Дунька снова оказалась права: понемногу Александрин начала и подниматься с постели, и съедать всё то, что притаскивала ей в комнату горничная. В полное распоряжение гостьи отдали хохотушку и болтунью Парашку, которая до этого вяала кружева в девичьей. Парашка оказалась весьма довольна избавлением от коклюшек и теперь каждый вечер весело докладывала барину о состоянии своей подопечной:
– Нынче куда как лучше им! Вчера, когда метель поднялась, уж такие грустные у окна сидели, всё на снег глядели, а из глазок-то – кап… кап… У меня аж сердце занялось! Не хотите ли, спрашиваю, барыня, сказку, а то могу и песенку какую спеть! Спой, говорит, сделай милость – а сама всё плачет, плачет… Ну, думаю, какие уж тут песни – и давай ей сказывать про то, как солдат в Великий пост к купецкой дочке через окно…
– Паранька! – пугался Закатов, – Рехнулась ты, право: такое рассказывать барыне! Эта твоя история весьма фривольна и…

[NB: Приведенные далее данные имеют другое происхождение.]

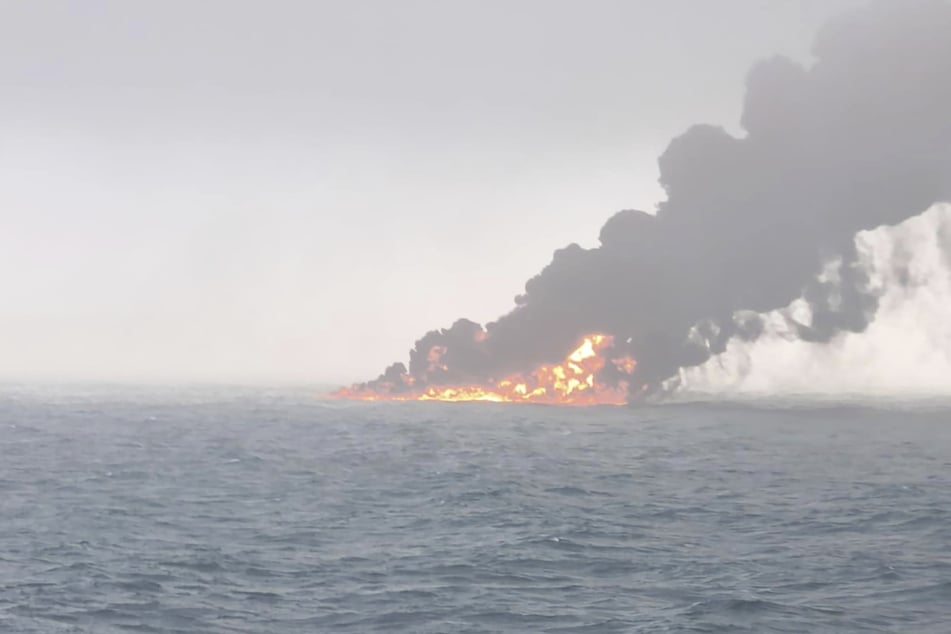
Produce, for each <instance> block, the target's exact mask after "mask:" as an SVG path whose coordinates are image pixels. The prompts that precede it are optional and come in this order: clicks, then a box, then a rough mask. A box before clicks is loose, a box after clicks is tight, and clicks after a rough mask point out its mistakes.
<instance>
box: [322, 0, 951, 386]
mask: <svg viewBox="0 0 951 634" xmlns="http://www.w3.org/2000/svg"><path fill="white" fill-rule="evenodd" d="M813 52H814V56H815V62H814V63H813V64H812V65H811V66H810V67H804V66H802V65H799V64H797V63H795V62H793V61H791V60H789V59H785V58H781V57H776V58H773V59H770V60H767V61H764V62H761V63H759V64H757V65H755V66H754V67H753V68H752V70H751V71H750V73H749V75H748V77H747V84H746V97H745V102H744V108H743V115H742V119H741V124H742V127H743V129H744V130H745V132H746V134H745V136H741V137H735V136H732V135H730V134H729V133H727V132H726V131H725V130H723V129H722V128H719V127H715V126H710V125H697V126H694V127H692V128H690V129H689V130H687V131H686V132H685V133H684V134H683V135H681V136H680V137H677V138H676V139H674V140H673V141H672V142H671V143H670V145H669V147H668V148H667V150H666V151H665V152H664V154H663V155H662V156H661V157H660V159H659V166H660V181H661V184H662V185H663V186H664V188H665V190H666V192H667V200H665V201H664V202H662V203H660V204H659V205H658V209H657V213H656V215H651V214H648V213H644V212H640V211H631V210H628V211H621V212H618V213H617V214H615V215H614V216H612V217H611V218H610V219H609V220H608V221H607V223H606V224H605V225H604V227H603V228H602V230H601V234H600V243H601V244H600V246H599V247H597V248H593V249H584V248H582V247H580V246H578V245H577V244H571V245H568V246H567V247H565V248H563V249H560V250H558V251H556V252H555V254H554V257H553V259H552V261H551V263H550V264H549V265H548V266H546V267H545V269H544V270H542V271H541V272H540V273H539V274H538V275H536V276H535V277H533V278H532V279H530V280H529V281H528V282H527V283H526V285H525V292H524V293H523V294H521V295H519V296H518V297H516V299H515V308H514V309H513V310H512V311H511V312H509V313H508V314H506V315H503V316H502V317H500V318H499V319H498V320H496V321H495V322H492V323H489V324H487V325H486V326H485V327H484V328H483V327H482V326H481V325H479V324H477V323H475V322H472V321H469V320H466V319H460V320H459V321H457V322H456V323H454V324H453V325H452V326H451V327H449V328H444V329H439V330H433V331H430V332H428V333H427V334H426V335H424V336H423V337H422V338H421V339H419V340H418V341H417V342H416V345H415V347H414V348H413V350H412V351H411V352H410V360H409V366H408V367H407V366H406V365H404V364H403V363H396V364H393V365H392V366H390V367H389V368H387V370H386V371H385V372H384V373H383V374H382V375H381V376H380V377H379V378H378V379H375V380H372V381H368V382H366V383H362V384H359V385H356V386H353V387H351V388H347V389H345V390H342V391H341V392H339V393H338V394H339V395H341V396H348V397H354V398H377V399H386V398H397V399H426V398H432V399H441V400H472V399H476V400H510V401H533V400H534V401H542V402H551V403H563V402H564V403H572V402H584V403H601V402H623V401H624V400H625V399H630V398H632V397H633V395H634V394H642V393H650V392H651V391H653V390H655V389H658V386H660V385H661V383H662V382H663V381H665V380H666V379H669V378H670V377H672V376H674V375H676V374H677V373H678V371H679V370H680V369H681V368H686V367H692V366H696V365H698V364H701V363H703V362H704V361H706V360H707V359H709V358H710V356H711V355H713V354H718V353H720V352H722V351H723V350H724V349H725V348H726V345H727V343H728V342H729V341H730V340H732V339H734V338H742V339H745V340H754V339H756V338H757V337H758V336H759V335H760V333H761V332H762V330H763V324H762V318H761V317H760V316H759V314H760V313H764V312H766V311H774V310H777V309H781V308H782V307H784V306H787V305H789V304H790V302H792V301H793V300H796V299H797V298H802V299H803V300H804V301H805V302H806V303H807V304H808V308H809V311H808V313H809V318H808V320H801V319H800V318H799V317H797V316H796V315H793V314H788V315H786V317H785V318H786V319H788V320H789V323H790V325H791V326H792V328H793V330H794V332H795V333H796V335H797V336H798V337H800V338H802V339H805V340H808V341H819V342H821V341H827V340H829V339H830V338H832V337H833V336H835V335H836V334H838V333H841V332H862V331H864V329H865V328H866V327H867V325H868V324H869V322H870V320H871V319H872V318H873V316H874V314H875V311H876V309H877V306H878V301H879V297H878V294H877V291H876V289H875V287H874V286H873V285H870V284H869V283H868V279H867V277H866V275H865V274H864V273H863V270H862V268H861V267H859V266H857V260H858V259H857V254H856V251H855V242H854V236H855V234H856V233H857V232H858V231H862V230H868V229H872V228H874V227H878V226H881V225H890V224H896V223H899V222H901V221H903V220H905V219H907V218H909V217H911V216H914V215H917V214H918V213H920V212H922V211H924V210H925V209H927V208H928V207H930V206H931V205H932V204H934V203H936V202H941V201H948V200H951V116H949V115H948V109H949V106H951V4H948V3H947V2H944V1H943V0H920V1H919V0H909V1H907V2H900V3H899V2H877V3H873V4H871V5H870V6H869V7H866V8H864V9H861V10H858V11H855V12H852V13H849V14H846V15H844V16H842V17H841V18H839V19H838V20H835V21H833V22H832V23H830V24H829V25H827V27H826V28H825V29H823V30H822V31H821V32H820V34H819V36H818V38H817V40H816V42H815V45H814V49H813ZM590 333H601V334H598V335H591V334H590ZM579 346H580V347H579ZM581 349H584V350H586V351H588V350H590V351H593V353H594V354H593V356H590V357H586V358H584V359H582V360H581V362H579V361H573V360H572V359H573V357H574V356H575V355H576V354H577V352H578V350H581ZM586 354H587V352H586ZM635 359H636V363H635V361H634V360H635ZM582 362H583V363H582ZM571 364H575V365H577V366H578V367H580V368H581V371H580V372H575V370H574V368H573V367H572V365H571ZM556 369H558V372H560V373H562V374H564V376H563V377H562V376H560V375H559V374H557V373H555V371H556ZM567 386H573V387H571V388H570V389H567ZM539 390H544V391H539ZM625 395H626V396H625Z"/></svg>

– Не беспокойтеся, до пребольного и не дошло даже! – бодро утешала Паранька, – Солдат ещё и до Москвы не добрался, а Александра Михайловна у меня уж уснули! Спали крепенько, только заполночь что-то закрутились да на непонятном заговорили, да быстро так, жалобно… Ну, я их перекрестила, ворот на рубашке раскрыла, чтобы значит, ангел душку видел, лобик вытерла, – они и угомонились, и до утра спали покойно и проснулись весёленькие! А утром, стало быть, чаю подали, да с кренделюшками, Парамоновна нарочно ещё затемно печь растопила, да с топлёными сливками, да с маслицем! Всё съесть изволили, да порозовели этак сразу, любо-дорого взглянуть! А там уж и Марья Никитишна к ним прорвалась со своею книжкой, и они вдвоём в постельке сидели, да картинки смотрели, да смеялись! И мне показывали! А после я одеваться подала и в сад их вывела, на синичек со снегирями поглядеть! Якимка нарочно кормушку в развилке приладил, чтобы, значит, птичек семечками одарять! Уж так у меня Александра Михайловна разрумянились, что любо-дорого посмотреть! А опосля Марья Никитишна со своею Федоркой бешеной побежали с горы кататься, а я барыню нашу повела чай пить!
Вскоре Закатов должен был признать, что госпожа Влоньская пошла на поправку. Тяжёлый, неспокойный сон и полное отсутствие аппетита первых недель канули в небытие. Вскоре Никита уже видел из окна, как Александрин в шерстяном платье и тяжёлом лисьем полушубке пересекает заснеженный сад, подолгу замирая под рябинами, по которым, роняя снег с багровых, схваченных морозом гроздей, скачут снегири. Специально для неё Авдеич расчищал по утрам дорожки сада, по которым Александрин гуляла в сопровождении верной Парашки. Иногда к ним присоединялась Маняша, набегавшаяся на горке до румянца во всю щёку. Закатов видел, как дочка безостановочно стрекочет, размахивая перед гостьей руками в пёстрых рукавичках, и заразительно смеётся, и Александрин слабо улыбается ей в ответ. Вскоре Дунька уже с некоторой ревностью докладывала:
– Марья Никитишна уж куда какой подружкой для вашей протежи стала! Чуть утро – сейчас и прыг к ним в комнату, и прямо в постель лезут, и книжки свои тащат все до единой! Я – следом! Маняша, кричу, что же ты барыню с утра пораньше волнуешь, опосля заглянешь, к полудню… а Александра Михайловна говорят: «Ничего, Авдотья, я уже не сплю, мне даже весело…» Сядут вдвоём – и давай книжки разглядывать, а потом Маняша почнёт стихи рассказывать, а барыня ей в ответ – что-то по-французски, да смеются вместе!
Сначала Закатов не придавал значения этому увлечению дочки – пока однажды Маняша с гордостью не рассказала ему по-немецки стишок про Макса и Морица. Стихотворение, насколько мог судить Никита из корпусного курса немецкого, было выучено без единой ошибки и прочитано без запинки.
– Что ж, Маняша, прекрасно, – озадаченно сказал он, – О чём же, по-твоему, эти стихи?
Он был уверен, что стихотворение было заучено как бессмысленный набор звуков: он сам учил так в детстве иностранные тексты. Но Маняша ловко перевела текст слово за словом и подконец похвасталась, что знает теперь, как сказать по-французски: "Жевузем" и "Авек плезир".